In a blog post for Forbes, Fraser called for Mylan CEO Heather Bresch to resign, following the example of disgraced John Stumpf of Wells Fargo. He said that Ms. Bresch looked like a “scared rabbit” when she showed up in Congress after being delivered by private jet to the nation’s capital.
Looking at the performance through the eyes of a PR pro, he had a very specific bill of particulars:
• “She tied herself up in knots attempting to justify the company’s profits on the EpiPen
• She failed to produce the revenue information Congress had requested.

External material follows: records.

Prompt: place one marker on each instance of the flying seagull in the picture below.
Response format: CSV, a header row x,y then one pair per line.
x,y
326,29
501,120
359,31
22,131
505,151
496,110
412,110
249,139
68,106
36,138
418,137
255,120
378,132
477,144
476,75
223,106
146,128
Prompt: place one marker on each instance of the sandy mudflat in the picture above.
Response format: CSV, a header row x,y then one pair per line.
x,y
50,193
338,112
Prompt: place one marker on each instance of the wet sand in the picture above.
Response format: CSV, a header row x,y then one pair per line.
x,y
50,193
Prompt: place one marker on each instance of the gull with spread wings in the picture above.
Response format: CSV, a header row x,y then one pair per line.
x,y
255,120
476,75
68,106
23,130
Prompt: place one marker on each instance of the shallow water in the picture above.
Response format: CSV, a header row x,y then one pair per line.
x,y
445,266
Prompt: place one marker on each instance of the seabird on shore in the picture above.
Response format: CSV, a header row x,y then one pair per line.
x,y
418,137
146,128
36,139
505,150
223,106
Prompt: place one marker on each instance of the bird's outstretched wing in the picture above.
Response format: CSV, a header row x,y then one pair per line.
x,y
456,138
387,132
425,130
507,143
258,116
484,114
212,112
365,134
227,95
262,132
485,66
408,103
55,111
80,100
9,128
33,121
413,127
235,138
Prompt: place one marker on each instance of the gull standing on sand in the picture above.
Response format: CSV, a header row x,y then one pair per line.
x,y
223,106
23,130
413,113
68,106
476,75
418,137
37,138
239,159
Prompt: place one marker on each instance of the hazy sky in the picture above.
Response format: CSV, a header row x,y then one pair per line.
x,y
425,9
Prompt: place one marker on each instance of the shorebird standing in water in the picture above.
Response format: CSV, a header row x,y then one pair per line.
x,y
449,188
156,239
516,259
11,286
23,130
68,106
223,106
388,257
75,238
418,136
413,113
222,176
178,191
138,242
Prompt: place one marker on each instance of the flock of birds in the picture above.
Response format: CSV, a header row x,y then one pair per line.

• She insisted the company had saved U.S. taxpayers billions in medical expenses, but couldn’t explain how.
• Her only defense of her $18 million compensation was that it was “in the middle” of her industry peer group.
• And she kept referring to unwieldy and incomprehensible charts she had brought with her to the hearing.”
Then three days later, it was revealed that she had understated profits by 60% due to misapplication of US tax rates. (Maybe the accounting department was confused by the move to Netherlands. Understandable. After all, when you flee the country, you’re likely to forget something.) They also settled a government claim for $465 million because of Medicaid overcharges. Thus, the Seitel verdict—time for Ms. Bresch to throw herself on her auto-injector.